Sunday 18 October 2009

Tate Liverpool

Liverpool continued!
Here's some stuff I found at the Tate... Again I've tried to select just the best bits, the stuff I really liked.
The first few things are really relevant to my silence project and will be reappearing in my sketchbook!

David Lamelas - Time
Each person has to count 60 seconds before they turn to the next person. A visual way to record the movement of time. I guess time could be thought of as silent - a clock ticks but time itself just goes on and on without any interruptions, it doesn't make a sound yet it dictates everything.

Francis Alys - A personal repertoire of possible behaviour while walking the streets of London town.
I really love this work (there were many of them but I can't find images). Posed scenarios of a journey around town displayed next to a list of verbs which all could describe what is going on. The work is simple and beautifully presented and links with my silence ideas.
Luis Camnitzer - sentences
'Six chrome plated cubes each with an inscription describing a visual situation in raised typeface.' I have a lot more research into this artist to do - what I've seen so far has really inspired my project.

Rebecca Horn - pencil mask
This looks quite sinister in the picture - maybe its meant to - but the mask fits perfectly on the artists face and she used it to draw. I'm not sure what it was that drew me to this concept, I like the fact that the marks would be different for every face, that they respond to the way that your body moves. You could never create the same drawing twice.

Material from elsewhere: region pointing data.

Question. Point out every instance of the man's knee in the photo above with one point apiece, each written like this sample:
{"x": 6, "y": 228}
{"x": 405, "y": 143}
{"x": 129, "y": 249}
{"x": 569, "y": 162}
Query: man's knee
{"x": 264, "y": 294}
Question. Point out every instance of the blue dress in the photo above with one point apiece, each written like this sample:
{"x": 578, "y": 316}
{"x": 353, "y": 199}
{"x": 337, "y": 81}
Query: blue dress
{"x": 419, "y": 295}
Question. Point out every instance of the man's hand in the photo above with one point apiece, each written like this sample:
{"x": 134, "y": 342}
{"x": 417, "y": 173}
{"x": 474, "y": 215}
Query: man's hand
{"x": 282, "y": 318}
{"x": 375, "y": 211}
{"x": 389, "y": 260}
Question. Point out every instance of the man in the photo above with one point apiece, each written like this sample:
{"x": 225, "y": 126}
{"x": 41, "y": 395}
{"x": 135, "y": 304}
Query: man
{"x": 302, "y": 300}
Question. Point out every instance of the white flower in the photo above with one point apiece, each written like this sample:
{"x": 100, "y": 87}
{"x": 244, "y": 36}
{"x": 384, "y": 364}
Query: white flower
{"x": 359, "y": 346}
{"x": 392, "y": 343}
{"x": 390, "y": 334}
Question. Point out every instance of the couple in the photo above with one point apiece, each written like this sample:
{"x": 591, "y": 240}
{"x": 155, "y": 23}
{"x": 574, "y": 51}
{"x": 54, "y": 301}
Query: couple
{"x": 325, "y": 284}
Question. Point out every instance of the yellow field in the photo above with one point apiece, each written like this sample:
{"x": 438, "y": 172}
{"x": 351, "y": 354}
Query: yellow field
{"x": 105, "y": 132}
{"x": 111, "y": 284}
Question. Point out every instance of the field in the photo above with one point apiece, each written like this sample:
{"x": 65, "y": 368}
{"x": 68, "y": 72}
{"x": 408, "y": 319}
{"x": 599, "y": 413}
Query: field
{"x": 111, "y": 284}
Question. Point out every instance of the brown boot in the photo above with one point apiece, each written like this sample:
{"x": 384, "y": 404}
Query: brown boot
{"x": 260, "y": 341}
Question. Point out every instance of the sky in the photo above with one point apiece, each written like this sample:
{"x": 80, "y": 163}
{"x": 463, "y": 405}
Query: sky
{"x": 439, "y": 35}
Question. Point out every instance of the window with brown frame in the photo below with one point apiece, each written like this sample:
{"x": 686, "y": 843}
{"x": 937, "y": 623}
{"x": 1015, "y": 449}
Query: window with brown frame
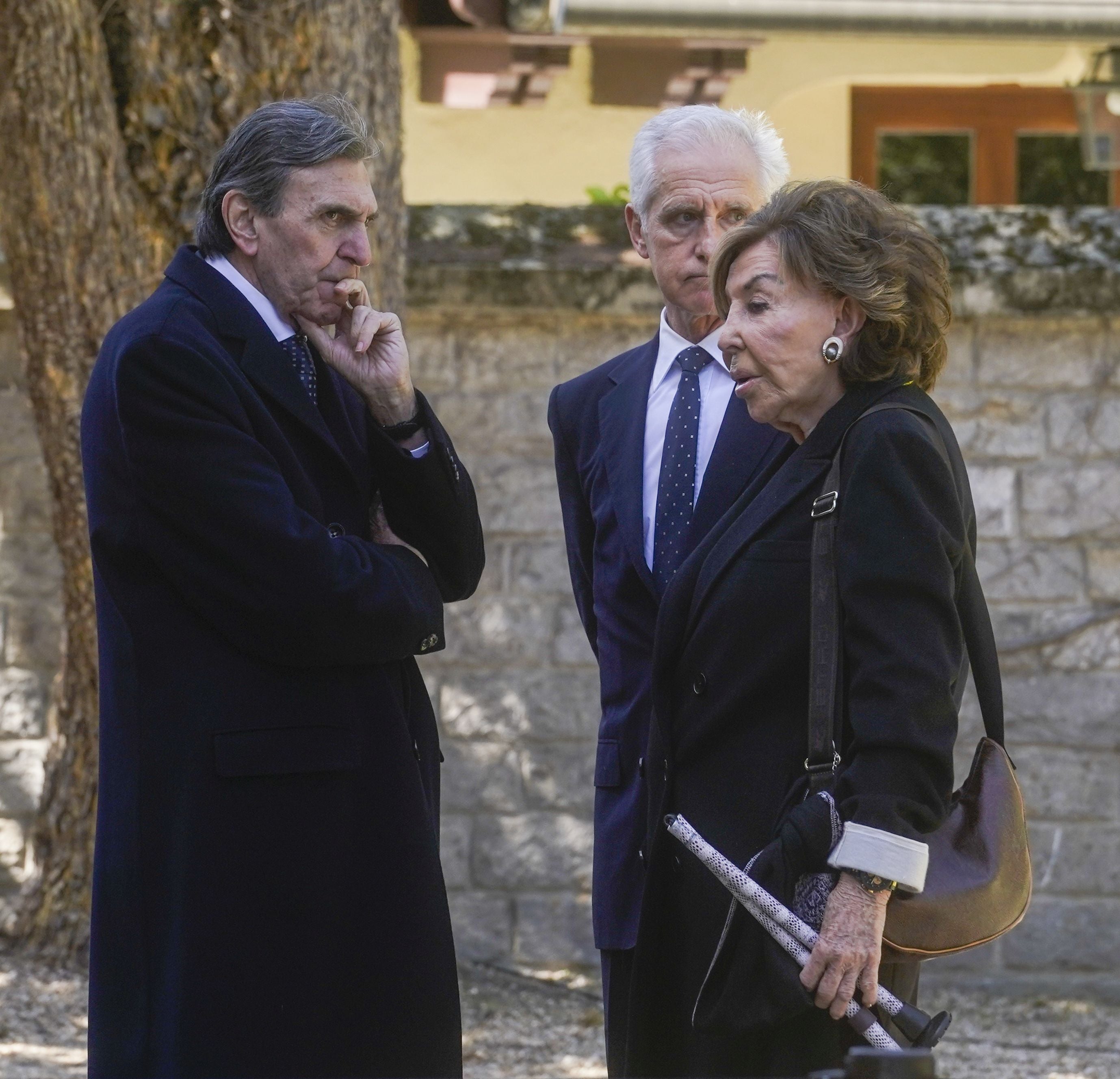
{"x": 981, "y": 145}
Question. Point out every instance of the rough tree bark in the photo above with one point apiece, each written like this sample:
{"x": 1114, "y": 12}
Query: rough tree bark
{"x": 113, "y": 111}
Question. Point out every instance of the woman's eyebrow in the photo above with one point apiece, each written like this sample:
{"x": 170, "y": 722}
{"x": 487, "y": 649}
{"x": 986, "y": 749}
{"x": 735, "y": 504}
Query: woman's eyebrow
{"x": 760, "y": 277}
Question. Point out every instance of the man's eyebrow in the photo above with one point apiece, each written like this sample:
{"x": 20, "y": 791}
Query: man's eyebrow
{"x": 345, "y": 211}
{"x": 678, "y": 204}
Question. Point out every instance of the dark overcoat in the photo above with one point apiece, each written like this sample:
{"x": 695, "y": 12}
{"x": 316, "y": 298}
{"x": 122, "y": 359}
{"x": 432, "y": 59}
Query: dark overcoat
{"x": 268, "y": 897}
{"x": 598, "y": 430}
{"x": 730, "y": 703}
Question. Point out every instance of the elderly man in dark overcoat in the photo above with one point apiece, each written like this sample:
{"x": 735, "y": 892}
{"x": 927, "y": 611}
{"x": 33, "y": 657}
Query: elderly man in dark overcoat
{"x": 277, "y": 518}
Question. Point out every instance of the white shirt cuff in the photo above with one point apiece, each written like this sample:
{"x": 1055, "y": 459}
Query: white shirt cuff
{"x": 883, "y": 853}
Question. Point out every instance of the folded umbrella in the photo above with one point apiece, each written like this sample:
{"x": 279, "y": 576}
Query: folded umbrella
{"x": 797, "y": 938}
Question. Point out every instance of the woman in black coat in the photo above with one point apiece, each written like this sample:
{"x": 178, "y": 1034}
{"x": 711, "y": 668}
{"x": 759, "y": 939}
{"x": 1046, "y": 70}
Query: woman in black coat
{"x": 835, "y": 302}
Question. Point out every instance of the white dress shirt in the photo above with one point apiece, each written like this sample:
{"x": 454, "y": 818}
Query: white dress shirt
{"x": 278, "y": 325}
{"x": 716, "y": 389}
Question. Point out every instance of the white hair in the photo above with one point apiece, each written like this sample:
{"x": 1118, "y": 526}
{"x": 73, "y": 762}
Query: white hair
{"x": 700, "y": 128}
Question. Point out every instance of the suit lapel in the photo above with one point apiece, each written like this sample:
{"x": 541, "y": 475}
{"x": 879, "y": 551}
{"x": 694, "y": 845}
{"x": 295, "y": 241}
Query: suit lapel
{"x": 622, "y": 444}
{"x": 742, "y": 449}
{"x": 262, "y": 360}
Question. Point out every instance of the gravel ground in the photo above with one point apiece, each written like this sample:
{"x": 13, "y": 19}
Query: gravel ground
{"x": 533, "y": 1026}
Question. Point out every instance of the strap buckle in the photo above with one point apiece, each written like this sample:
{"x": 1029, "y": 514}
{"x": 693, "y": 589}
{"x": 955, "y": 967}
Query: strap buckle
{"x": 816, "y": 769}
{"x": 825, "y": 505}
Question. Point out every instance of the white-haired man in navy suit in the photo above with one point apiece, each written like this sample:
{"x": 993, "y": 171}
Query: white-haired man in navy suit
{"x": 651, "y": 451}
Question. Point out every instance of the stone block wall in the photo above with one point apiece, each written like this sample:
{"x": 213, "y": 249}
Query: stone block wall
{"x": 507, "y": 303}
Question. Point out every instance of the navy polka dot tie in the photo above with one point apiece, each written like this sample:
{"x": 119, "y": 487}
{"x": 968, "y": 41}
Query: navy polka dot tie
{"x": 677, "y": 482}
{"x": 301, "y": 356}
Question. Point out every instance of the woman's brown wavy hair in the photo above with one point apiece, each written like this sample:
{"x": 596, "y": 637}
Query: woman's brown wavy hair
{"x": 848, "y": 240}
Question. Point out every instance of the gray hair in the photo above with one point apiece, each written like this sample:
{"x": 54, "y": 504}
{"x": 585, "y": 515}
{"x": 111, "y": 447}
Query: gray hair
{"x": 698, "y": 128}
{"x": 265, "y": 148}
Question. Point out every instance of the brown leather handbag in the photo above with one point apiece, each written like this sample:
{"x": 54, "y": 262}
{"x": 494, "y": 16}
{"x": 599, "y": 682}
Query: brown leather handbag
{"x": 978, "y": 883}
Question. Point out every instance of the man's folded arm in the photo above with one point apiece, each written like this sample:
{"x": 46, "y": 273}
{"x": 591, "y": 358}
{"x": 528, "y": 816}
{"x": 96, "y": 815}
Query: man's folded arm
{"x": 218, "y": 518}
{"x": 431, "y": 504}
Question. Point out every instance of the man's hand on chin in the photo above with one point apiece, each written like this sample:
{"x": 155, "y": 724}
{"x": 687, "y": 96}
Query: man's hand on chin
{"x": 369, "y": 351}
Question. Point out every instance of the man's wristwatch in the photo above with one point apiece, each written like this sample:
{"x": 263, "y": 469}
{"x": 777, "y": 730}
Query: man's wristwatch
{"x": 872, "y": 883}
{"x": 407, "y": 428}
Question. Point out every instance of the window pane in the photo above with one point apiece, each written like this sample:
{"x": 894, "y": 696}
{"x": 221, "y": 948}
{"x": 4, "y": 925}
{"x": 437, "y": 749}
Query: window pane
{"x": 1051, "y": 173}
{"x": 927, "y": 168}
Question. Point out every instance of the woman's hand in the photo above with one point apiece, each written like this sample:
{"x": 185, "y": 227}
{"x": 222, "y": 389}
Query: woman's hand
{"x": 849, "y": 947}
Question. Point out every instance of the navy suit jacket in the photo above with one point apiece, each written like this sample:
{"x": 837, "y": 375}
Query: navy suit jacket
{"x": 598, "y": 428}
{"x": 267, "y": 889}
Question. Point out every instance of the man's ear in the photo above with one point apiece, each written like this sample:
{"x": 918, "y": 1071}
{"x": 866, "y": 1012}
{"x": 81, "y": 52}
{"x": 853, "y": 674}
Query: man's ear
{"x": 634, "y": 228}
{"x": 240, "y": 218}
{"x": 850, "y": 319}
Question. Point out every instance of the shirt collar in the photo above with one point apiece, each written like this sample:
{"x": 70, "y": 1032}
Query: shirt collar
{"x": 261, "y": 304}
{"x": 671, "y": 344}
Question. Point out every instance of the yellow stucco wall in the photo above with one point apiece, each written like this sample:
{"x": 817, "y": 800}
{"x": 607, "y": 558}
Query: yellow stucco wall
{"x": 552, "y": 154}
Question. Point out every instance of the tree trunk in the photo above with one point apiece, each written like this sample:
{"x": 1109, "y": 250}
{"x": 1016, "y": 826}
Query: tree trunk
{"x": 113, "y": 113}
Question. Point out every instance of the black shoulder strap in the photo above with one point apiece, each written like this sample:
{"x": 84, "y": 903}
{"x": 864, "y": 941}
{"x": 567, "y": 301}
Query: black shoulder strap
{"x": 825, "y": 625}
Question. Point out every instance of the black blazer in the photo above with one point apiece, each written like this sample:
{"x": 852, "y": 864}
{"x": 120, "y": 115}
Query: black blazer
{"x": 732, "y": 664}
{"x": 598, "y": 428}
{"x": 268, "y": 897}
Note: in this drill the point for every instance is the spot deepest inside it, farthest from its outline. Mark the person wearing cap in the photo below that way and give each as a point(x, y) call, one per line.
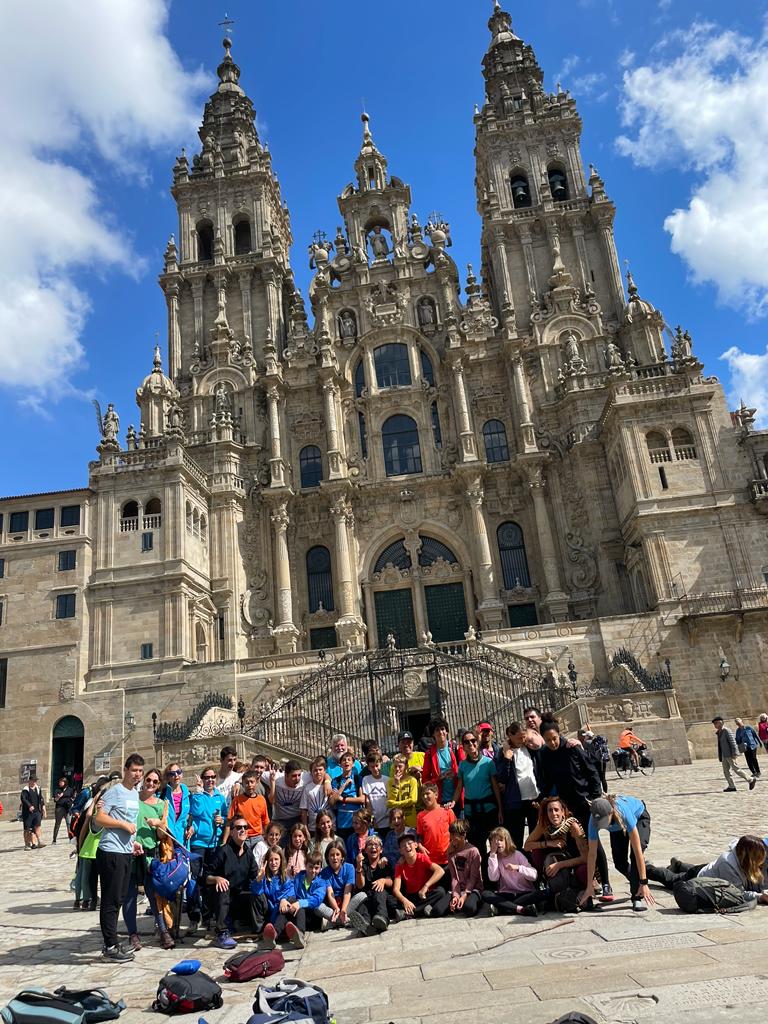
point(727, 753)
point(628, 822)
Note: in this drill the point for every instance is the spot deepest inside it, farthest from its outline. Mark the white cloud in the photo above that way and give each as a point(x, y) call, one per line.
point(79, 79)
point(749, 374)
point(701, 105)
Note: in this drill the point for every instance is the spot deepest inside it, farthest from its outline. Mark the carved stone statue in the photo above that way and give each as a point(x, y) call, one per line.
point(347, 325)
point(379, 246)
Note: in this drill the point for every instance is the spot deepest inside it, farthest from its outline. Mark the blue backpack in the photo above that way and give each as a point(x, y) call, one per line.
point(169, 876)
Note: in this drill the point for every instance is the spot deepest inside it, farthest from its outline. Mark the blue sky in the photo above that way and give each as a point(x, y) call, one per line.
point(99, 97)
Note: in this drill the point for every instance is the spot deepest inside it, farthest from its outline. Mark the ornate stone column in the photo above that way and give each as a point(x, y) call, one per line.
point(330, 400)
point(466, 434)
point(276, 465)
point(489, 610)
point(349, 626)
point(521, 395)
point(556, 601)
point(285, 633)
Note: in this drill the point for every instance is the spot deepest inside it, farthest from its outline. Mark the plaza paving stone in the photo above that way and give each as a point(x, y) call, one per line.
point(612, 964)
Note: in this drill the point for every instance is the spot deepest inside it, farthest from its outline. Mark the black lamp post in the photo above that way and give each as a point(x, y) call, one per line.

Richard Artschwager - tower 2
This tower is about communication. When two people talk through the wall the artist leaves only space for the face to be seen, highlighting the eyes and mouth and forcing them to focus on this. In my project, working with words, I want to experiment with removing all of this communication, to see how it effects people's personal interpretations.
Richard Long - Here the artist records his journey in writing with one line of physical descriptions and one with descriptive imagery.
Another piece which really caught my eye - Robert Morris - location space. Little indicators on each edge adjust to the space which the work is placed to measure how far away it is.

Allen Jones - chair

Antony Gormley - Three ways, Mole hole and passage

John Coplans - self portrait
Jeff Koons - Three ball equilibrium tank

Bob and Roberta Smith - Make Art not War
Bruce Mclean - pose for work on plinths
'Iconic and humorous commentary on what he considered to be the pompous monumentality of Henry Moore's large plinth based sculptures. Use of plinths is a reference to the dogmatic rejection of plinths as a legitimate base'

Charles Ray - Plank Piece

Dan Flavin - creates pieces of work that are dictated by the place they are to be exhibited. In the corner of Tate, the dimensions mean that it can hang in the middle of the wall with no support from below or above. The cross shape has no symbolic reference.
Heinz Mack - Light Dynamo
The best optical illusion I've ever seen!!
Helen Chadwick - Ego geometria sum : The labours

John Davies - The redeemers
extremely creepy, I found this very difficult to look at!!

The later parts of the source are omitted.